How can you be sure that you didn't crack the tile?  In all the chaos of breaking the pot and attempting to clean up?  It seems very likely you did crack it but didn't notice, and if it's a pool tile it will have to be replaced by a pool specialist.

 

Why and how did the bedding get so wet it had to be taken outside to dry?  And then I guess you are saying you threw it on the ground to dry where it soaked up the cleaning agent?

 

I see zero reason why you shouldn't pay.  If you think you shouldn't be liable for damages you cause unless there is a damage deposit, you really do not belong on the platform and should stick to hotels.

Ryan520
Level 2
Nottingham, United Kingdom

I can be sure because I am also a host, and I know how to check for damage. In addition, 7 other pairs of eyes were cleaning and checking for the damage; we can be sure it was not us. The tile was not in the pool, it was a slab as part of the poolside. There were spares in the basement. 

 

Have you ever had a girlfriend on a summer holiday? They shower, they did on the bed in their towel and dry their hair. The towel is we, the bed becomes wet. They might wear a bikini and think its mostly, dry, they sit on the bet, the bed gets damp.

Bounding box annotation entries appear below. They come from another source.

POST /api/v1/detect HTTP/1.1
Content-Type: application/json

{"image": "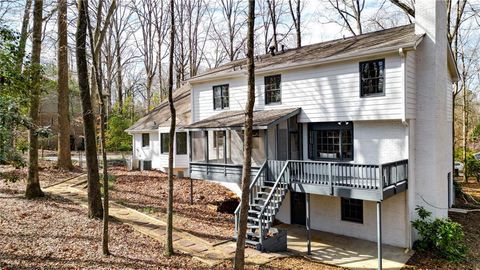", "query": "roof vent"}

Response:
[268,46,275,56]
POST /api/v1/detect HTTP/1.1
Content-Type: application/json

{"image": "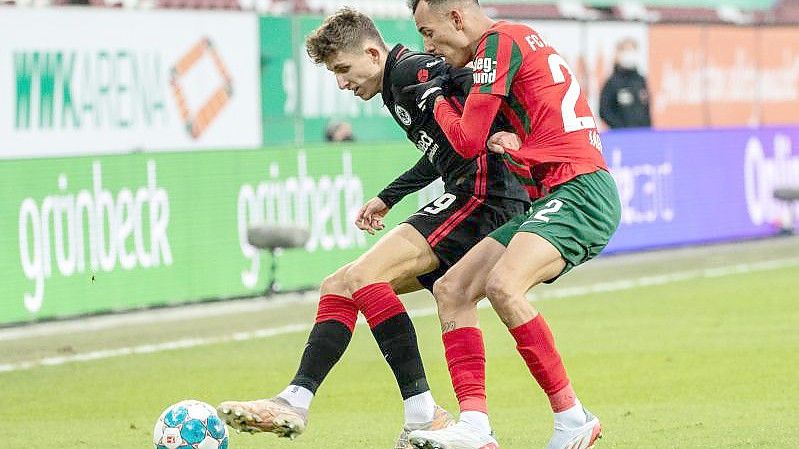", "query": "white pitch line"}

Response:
[0,257,799,373]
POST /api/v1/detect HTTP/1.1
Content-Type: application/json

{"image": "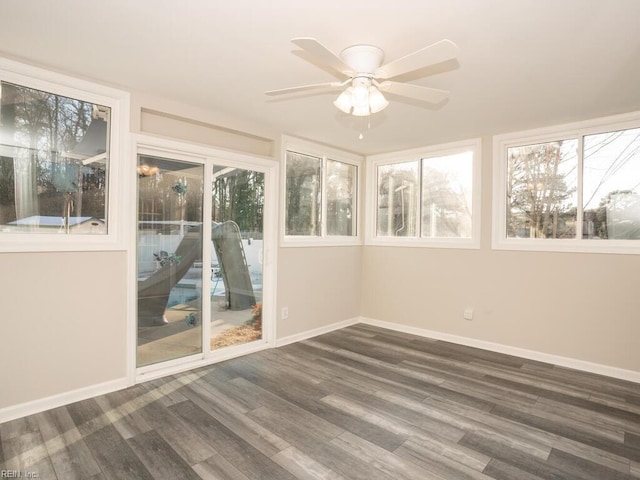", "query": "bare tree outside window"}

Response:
[0,82,110,234]
[422,152,473,238]
[326,160,358,236]
[582,128,640,239]
[377,161,420,237]
[285,152,322,236]
[507,139,578,238]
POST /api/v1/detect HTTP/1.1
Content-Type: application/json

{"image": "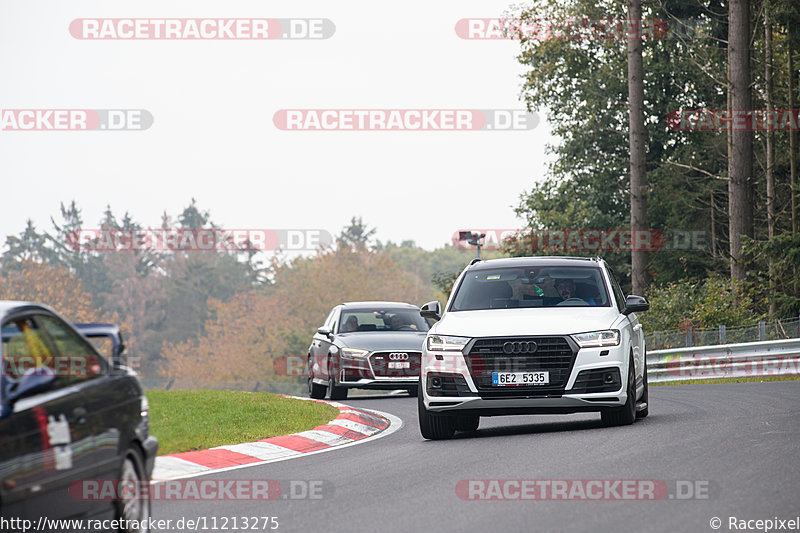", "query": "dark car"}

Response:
[308,302,431,400]
[0,301,158,531]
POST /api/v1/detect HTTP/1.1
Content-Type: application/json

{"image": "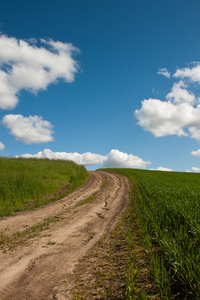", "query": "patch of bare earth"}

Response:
[0,171,129,300]
[70,210,160,300]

Common sense? 

 

There was some bedding hanging around the pool to dry, but the worst one that fell into it was actually from the balcony above that blew off the balcony of the bedroom (wind). We didnt just "throw it on the floor". I'd appreciate you not assume im some kind of moron, thanks. 

@Ryan520   No, women don't normally sit on the bed to dry their hair, getting the bedding wet, nor do they leave a wet towel lying on the bed, nor do they sit on the bed in a wet bikini. 

Ryan520
Level 2
Nottingham, United Kingdom

Well, my girlfriend does, as did some of the other girls, so this is a silly argument to have. 

@Ryan520  It's not an arguement- responsible adults don't do this, especially in someone else's home, on someone else's bedding.